Get the mp3 compilation, Mastering Client Relationships: What Elite Advisors Do, if you need guidance toward mastering effective relationship building skills that will carry you to the next level.
3. When clients demand too much of your time
Once you take on a client you’re committing yourself to a long-term relationship that includes providing them with regular updates and calls – they should get a friendly call just for a catch up, even when you have nothing new to say.
However there comes a point when hand-holding certain clients becomes too much. If you start to receive non-stop calls, emails and messages with questions regarding their portfolio, alarm bells should go off. You cannot be available 24/7 to answer questions so decide when it’s time to draw the line.
From a practical point of view clients with larger accounts will be worth spending a little extra time with – but even multimillion-dollar clients’ demands can become excessive and untenable.
4. When you sense there’s a lack of trust
When you first take on a client you won’t know each other well – and it takes time to build trust. If after time though you find a client is constantly second-guessing you, and asking your intentions on every recommendation, it could be time to call it a day.
5. Maybe you’re just a bad match?
There will be times when your service simply doesn’t match a client’s needs. As things go on it may transpire that a client is really seeking advice on stocks rather than someone to plan and manage their investments. If so, call it a day and move on to another client who is seeking a more holistic service.
If you need help building your practice and you want to save time by not making trial errors, get our full practice management library, 4-CD set in mp3 format, How to Excel in the Securities Industry.

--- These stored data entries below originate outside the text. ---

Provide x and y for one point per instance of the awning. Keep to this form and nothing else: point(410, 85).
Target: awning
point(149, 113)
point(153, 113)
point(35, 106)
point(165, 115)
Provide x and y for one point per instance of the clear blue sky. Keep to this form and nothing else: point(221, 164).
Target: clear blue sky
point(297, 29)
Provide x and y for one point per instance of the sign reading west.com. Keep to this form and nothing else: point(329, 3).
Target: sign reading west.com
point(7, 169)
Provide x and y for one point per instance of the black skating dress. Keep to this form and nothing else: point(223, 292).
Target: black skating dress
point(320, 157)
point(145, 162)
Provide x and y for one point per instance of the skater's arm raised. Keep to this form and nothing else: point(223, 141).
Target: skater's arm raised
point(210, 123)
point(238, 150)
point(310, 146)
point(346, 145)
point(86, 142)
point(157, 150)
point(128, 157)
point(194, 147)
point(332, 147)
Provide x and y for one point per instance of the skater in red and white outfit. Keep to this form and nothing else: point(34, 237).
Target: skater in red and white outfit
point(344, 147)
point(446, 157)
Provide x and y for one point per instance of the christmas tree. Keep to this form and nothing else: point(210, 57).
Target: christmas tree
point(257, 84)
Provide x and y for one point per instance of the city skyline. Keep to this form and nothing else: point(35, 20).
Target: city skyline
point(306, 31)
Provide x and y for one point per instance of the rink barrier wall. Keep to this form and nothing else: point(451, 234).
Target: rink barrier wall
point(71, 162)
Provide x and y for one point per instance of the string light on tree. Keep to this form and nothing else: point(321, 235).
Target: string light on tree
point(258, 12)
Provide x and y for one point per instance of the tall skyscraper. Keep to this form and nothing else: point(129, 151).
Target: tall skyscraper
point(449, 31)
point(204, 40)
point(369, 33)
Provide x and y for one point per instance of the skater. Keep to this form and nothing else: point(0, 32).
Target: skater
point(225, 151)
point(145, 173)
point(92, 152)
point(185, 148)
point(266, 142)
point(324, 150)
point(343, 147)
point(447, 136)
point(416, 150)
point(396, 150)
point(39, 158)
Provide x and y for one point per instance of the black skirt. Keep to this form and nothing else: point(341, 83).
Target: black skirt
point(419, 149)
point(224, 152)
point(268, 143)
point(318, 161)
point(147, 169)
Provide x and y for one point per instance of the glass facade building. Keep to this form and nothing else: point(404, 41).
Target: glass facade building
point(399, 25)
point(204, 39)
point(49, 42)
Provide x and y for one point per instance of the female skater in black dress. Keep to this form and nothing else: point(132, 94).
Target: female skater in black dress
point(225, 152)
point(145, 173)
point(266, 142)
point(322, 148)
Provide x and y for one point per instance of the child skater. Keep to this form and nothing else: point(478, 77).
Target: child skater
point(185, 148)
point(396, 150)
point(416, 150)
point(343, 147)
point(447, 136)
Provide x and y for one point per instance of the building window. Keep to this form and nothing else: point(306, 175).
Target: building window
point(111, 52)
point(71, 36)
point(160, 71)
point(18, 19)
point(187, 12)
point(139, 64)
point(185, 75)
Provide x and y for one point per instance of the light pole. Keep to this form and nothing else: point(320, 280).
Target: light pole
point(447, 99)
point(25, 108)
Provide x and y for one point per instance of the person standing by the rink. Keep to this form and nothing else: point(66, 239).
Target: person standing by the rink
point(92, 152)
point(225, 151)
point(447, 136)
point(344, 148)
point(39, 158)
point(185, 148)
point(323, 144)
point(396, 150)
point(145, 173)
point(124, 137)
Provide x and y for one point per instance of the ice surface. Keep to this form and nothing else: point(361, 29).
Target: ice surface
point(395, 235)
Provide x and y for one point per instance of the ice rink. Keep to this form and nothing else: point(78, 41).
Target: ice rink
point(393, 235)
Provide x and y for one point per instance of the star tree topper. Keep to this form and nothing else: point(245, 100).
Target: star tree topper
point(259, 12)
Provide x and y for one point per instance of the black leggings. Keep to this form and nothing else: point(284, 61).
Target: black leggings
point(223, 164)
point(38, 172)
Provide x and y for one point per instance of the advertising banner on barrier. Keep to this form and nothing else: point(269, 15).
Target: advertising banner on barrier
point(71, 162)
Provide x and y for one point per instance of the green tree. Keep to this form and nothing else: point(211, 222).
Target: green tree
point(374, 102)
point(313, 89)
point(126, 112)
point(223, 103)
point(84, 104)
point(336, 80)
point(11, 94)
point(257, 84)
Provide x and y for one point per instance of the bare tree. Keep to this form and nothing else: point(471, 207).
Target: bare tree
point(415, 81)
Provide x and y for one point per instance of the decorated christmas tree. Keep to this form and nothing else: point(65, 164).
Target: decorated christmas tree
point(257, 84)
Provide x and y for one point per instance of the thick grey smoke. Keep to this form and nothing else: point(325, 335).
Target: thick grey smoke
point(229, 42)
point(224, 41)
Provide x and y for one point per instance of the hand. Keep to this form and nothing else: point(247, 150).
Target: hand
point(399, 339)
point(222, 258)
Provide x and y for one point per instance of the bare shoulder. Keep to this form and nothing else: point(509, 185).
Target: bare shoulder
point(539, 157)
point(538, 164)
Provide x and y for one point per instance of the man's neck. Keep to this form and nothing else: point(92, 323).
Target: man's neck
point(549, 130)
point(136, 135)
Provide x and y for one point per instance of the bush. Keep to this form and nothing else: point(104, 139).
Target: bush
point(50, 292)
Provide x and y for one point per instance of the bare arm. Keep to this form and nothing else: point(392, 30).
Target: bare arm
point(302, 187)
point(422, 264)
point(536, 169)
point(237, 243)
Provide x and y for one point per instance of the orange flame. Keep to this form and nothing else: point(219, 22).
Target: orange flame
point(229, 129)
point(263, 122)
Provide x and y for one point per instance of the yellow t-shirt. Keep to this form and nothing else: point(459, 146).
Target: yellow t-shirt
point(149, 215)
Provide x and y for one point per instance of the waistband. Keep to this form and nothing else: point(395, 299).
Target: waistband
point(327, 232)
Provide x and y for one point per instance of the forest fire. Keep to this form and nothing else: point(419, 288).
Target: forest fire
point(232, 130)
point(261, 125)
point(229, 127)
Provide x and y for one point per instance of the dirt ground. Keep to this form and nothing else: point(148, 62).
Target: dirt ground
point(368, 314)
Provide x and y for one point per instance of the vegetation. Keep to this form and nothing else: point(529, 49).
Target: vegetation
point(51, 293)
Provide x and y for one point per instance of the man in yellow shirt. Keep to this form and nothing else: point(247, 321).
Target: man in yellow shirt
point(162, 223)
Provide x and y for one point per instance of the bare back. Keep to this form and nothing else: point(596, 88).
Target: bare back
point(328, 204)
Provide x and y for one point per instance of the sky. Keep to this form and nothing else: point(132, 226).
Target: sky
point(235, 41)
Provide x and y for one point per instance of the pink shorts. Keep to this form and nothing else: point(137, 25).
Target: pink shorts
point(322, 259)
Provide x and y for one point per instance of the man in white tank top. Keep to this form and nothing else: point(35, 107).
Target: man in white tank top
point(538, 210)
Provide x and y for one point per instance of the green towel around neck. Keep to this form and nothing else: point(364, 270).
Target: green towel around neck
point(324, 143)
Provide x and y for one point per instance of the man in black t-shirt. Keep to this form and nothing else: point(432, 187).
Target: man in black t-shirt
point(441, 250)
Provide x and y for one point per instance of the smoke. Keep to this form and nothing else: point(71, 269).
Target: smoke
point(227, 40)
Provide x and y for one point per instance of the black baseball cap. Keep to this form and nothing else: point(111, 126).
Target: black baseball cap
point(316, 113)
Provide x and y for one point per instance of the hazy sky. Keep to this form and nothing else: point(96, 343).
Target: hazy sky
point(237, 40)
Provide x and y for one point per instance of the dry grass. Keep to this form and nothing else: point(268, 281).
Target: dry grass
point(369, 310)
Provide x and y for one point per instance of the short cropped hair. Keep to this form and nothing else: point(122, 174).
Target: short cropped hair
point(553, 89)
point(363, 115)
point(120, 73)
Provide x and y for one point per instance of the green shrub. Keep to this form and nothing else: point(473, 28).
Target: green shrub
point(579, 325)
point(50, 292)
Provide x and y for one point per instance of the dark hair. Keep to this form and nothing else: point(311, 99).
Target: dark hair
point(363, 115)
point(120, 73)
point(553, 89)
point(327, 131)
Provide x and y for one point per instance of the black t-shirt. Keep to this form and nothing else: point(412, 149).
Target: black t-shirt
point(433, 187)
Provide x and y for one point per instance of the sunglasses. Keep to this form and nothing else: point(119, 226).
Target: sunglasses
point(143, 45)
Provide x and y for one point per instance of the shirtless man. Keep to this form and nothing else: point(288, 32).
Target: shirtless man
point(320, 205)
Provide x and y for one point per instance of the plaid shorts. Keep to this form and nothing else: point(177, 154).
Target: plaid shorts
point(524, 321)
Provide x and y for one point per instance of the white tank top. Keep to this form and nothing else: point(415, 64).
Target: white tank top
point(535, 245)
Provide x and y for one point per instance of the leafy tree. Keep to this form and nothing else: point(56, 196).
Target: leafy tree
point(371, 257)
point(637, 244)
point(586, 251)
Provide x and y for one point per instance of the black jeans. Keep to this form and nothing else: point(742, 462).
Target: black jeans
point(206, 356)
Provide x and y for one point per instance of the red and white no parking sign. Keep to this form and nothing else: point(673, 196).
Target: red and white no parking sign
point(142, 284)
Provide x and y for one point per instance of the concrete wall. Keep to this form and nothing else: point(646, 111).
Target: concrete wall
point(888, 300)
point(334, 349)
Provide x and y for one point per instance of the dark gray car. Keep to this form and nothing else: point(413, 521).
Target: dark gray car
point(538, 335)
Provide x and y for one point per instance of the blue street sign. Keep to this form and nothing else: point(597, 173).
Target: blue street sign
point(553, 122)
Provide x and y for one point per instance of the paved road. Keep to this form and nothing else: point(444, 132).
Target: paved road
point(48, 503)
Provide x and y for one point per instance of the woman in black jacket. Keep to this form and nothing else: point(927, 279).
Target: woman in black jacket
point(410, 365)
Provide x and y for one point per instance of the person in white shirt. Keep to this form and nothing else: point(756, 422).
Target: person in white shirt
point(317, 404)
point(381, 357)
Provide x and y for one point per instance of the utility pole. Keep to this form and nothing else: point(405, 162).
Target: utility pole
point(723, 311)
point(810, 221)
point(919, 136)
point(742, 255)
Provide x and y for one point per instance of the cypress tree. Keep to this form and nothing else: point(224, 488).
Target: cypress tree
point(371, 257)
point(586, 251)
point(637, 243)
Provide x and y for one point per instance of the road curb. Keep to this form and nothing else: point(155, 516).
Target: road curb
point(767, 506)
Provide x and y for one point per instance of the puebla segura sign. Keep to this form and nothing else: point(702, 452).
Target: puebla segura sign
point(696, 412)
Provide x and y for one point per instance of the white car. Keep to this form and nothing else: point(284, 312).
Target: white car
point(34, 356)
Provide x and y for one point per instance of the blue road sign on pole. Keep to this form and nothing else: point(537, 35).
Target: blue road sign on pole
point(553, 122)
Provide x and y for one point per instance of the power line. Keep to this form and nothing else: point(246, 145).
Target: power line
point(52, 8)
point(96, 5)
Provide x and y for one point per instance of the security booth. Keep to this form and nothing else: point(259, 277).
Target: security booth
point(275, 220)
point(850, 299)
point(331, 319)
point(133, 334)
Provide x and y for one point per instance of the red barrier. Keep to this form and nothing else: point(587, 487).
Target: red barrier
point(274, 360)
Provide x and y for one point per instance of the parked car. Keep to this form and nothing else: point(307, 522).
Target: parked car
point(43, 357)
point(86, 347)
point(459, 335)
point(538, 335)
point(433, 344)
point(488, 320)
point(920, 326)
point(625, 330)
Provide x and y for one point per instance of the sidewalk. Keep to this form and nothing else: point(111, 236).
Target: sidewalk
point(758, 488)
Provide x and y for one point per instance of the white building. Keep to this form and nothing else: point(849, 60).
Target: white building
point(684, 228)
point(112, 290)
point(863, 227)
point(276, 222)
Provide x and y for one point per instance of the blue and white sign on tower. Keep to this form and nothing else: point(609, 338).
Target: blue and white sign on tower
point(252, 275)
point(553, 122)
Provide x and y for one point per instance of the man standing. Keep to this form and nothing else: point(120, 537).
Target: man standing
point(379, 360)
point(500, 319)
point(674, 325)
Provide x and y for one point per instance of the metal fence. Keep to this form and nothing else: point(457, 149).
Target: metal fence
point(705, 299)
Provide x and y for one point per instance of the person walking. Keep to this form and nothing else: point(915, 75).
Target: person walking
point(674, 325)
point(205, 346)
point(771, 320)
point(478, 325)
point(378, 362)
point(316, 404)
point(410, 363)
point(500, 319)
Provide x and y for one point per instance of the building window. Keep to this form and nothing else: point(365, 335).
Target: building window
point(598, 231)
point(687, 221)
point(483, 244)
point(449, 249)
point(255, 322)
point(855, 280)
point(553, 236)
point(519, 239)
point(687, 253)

Once you’ve decided a client is no longer a good fit for you, tell them right away that you don’t think you’re the right advisor for them and that they could be better served by another company. You could even provide them with a contact. In any case, always stay polite and professional – don’t make things personal.
It can seem counter-intuitive to wave goodbye to clients and their business but once you decide to only deal with clients who fit your ideal client profile, you’ll start finding your work more enjoyable, productive and profitable.